Она кричала, что это не её ребёнок. Что акушерка, сука такая, фея и его подменила. Что все они хотят убить её и утащить её ребёнка в Пустые Холмы, и она не даст этому случиться. Акушерка закрылась в приёмной и рыдала на груди у более опытных коллег, заведующий приказал медбратьям скрутить дурную бабу, а ребёнок отчаянно вопил в кроватке — мать его, Шелли О’Донелл, слышала в его крике издевательский смех и оскорбления грязного подменыша, остальные — только невыразимые просьбы малыша накормить, успокоить и обогреть в новом, таком некомфортном для вышедшего из уютной темноты младенца мире; и бог его знает, кто из них, в конечном счёте, прав.

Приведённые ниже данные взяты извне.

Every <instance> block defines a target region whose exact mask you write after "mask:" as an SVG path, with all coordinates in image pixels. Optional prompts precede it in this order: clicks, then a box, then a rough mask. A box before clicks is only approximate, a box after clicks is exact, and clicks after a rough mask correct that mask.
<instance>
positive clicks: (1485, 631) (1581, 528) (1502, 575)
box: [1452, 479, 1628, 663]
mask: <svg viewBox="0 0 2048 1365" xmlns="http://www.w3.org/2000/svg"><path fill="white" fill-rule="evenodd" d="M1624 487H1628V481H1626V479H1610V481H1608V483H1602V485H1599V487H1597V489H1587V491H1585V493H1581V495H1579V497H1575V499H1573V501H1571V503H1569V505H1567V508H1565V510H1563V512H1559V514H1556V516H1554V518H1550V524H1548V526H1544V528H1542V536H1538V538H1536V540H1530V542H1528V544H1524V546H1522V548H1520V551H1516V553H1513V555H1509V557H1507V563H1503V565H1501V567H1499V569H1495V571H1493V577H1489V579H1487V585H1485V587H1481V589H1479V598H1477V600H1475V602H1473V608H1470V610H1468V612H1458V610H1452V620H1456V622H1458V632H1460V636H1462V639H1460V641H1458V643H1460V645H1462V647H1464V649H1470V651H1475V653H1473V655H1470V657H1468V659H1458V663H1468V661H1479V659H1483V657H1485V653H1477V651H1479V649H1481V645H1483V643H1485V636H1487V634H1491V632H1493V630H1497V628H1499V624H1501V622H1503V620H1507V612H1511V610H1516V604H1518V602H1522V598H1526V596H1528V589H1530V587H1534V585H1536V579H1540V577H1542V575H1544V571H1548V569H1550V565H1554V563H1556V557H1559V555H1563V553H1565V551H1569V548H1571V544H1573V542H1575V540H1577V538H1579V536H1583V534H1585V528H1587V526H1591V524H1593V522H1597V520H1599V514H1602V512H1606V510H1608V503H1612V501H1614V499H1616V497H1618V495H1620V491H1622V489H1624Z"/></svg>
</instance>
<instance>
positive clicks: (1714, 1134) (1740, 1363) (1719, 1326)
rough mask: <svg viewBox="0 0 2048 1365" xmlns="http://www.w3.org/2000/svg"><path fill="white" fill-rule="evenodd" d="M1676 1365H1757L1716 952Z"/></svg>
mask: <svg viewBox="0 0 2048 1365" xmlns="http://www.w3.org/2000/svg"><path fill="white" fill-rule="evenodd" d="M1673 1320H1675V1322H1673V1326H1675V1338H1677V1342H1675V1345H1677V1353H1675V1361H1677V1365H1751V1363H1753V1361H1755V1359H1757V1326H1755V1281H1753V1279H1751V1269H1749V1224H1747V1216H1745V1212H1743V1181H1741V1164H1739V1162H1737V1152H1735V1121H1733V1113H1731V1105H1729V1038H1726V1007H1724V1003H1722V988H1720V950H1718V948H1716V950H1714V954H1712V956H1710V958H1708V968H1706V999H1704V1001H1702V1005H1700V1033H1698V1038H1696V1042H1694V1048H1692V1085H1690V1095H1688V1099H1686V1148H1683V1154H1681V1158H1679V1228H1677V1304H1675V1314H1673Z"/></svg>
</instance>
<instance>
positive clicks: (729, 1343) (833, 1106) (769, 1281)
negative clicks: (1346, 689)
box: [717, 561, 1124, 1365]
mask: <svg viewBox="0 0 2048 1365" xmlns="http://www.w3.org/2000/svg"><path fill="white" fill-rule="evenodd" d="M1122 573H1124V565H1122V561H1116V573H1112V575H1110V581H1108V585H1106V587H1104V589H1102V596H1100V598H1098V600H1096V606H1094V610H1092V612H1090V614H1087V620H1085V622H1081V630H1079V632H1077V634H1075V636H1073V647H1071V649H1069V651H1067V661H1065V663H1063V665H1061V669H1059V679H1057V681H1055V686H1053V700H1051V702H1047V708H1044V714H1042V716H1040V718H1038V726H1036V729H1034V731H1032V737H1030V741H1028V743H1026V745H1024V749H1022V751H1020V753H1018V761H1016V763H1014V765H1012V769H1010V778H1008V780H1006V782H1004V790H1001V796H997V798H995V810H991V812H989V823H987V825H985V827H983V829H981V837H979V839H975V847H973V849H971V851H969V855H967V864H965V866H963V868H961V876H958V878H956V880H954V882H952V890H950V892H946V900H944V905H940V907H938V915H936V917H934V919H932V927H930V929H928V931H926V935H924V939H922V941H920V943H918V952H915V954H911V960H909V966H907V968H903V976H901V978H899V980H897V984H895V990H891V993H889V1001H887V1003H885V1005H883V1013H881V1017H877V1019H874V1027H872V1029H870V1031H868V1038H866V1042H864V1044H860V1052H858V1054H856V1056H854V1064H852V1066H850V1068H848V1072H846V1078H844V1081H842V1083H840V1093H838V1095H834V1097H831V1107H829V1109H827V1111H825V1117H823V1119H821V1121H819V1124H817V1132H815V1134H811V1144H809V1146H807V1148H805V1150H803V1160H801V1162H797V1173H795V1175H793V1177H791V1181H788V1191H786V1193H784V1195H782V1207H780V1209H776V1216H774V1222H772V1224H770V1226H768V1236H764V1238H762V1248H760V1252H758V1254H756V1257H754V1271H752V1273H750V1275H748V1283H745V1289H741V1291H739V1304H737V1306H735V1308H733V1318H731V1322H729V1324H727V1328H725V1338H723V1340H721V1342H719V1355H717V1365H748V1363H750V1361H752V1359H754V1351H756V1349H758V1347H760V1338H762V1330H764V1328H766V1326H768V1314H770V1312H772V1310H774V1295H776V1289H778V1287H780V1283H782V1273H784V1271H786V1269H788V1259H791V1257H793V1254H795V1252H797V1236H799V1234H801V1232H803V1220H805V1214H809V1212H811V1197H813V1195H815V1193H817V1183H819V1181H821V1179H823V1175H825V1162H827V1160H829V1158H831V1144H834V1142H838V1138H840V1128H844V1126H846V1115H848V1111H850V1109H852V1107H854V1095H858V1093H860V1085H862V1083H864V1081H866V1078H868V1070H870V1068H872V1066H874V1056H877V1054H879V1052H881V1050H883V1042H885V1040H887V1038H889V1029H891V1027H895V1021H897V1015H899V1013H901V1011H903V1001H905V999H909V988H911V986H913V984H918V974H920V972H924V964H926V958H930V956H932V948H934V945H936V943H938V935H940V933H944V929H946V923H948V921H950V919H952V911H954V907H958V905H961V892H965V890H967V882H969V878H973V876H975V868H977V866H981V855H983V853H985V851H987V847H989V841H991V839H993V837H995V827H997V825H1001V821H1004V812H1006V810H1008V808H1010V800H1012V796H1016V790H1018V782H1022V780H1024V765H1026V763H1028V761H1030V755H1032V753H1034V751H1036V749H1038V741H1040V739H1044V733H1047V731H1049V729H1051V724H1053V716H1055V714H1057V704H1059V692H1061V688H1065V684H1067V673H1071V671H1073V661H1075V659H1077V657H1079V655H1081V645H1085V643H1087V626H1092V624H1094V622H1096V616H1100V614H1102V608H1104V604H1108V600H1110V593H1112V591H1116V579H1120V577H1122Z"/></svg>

— Вы не будете подписывать отказ от ребёнка? — Заведующий устал, и уже не хочет разговаривать с этой бабой спокойно, но — он не может: вот вызвать бы главного врача…
— А Коннона вы не вернёте? — спросила в лоб Шелли О’Доннелл. Заведующий нервно вздохнул, и этого импульса хватило, чтобы истерика буйной матери пошла на второй круг: — Ах вы суки! Да что б вы все сдохли, уроды, пидоры! Отдайте моего ребёнка!..
Нескольким мужчинам удалось схватить толстую, грузную женщину, в прыжке едва не добравшаяся до испуганно отстранившегося врага — хрупкого заведующего со слетевшими с носа очками; разъярённая мать орала, вырывалась, брызгала слюнями, едва удерживалась в руках пытавшихся справиться с буйной пациенткой врачей. Крик ребёнка пошёл на новый круг, в палате появились новые люди, новые лица, среди которых Шелли видела страшные, звероподобные, глумливые маски; один из докторов наполнил шприц успокоительным и едва успел воткнуть его в тот момент, когда Шелли уже почти добралась до заведующего и была готова вытрясти из него всю правду…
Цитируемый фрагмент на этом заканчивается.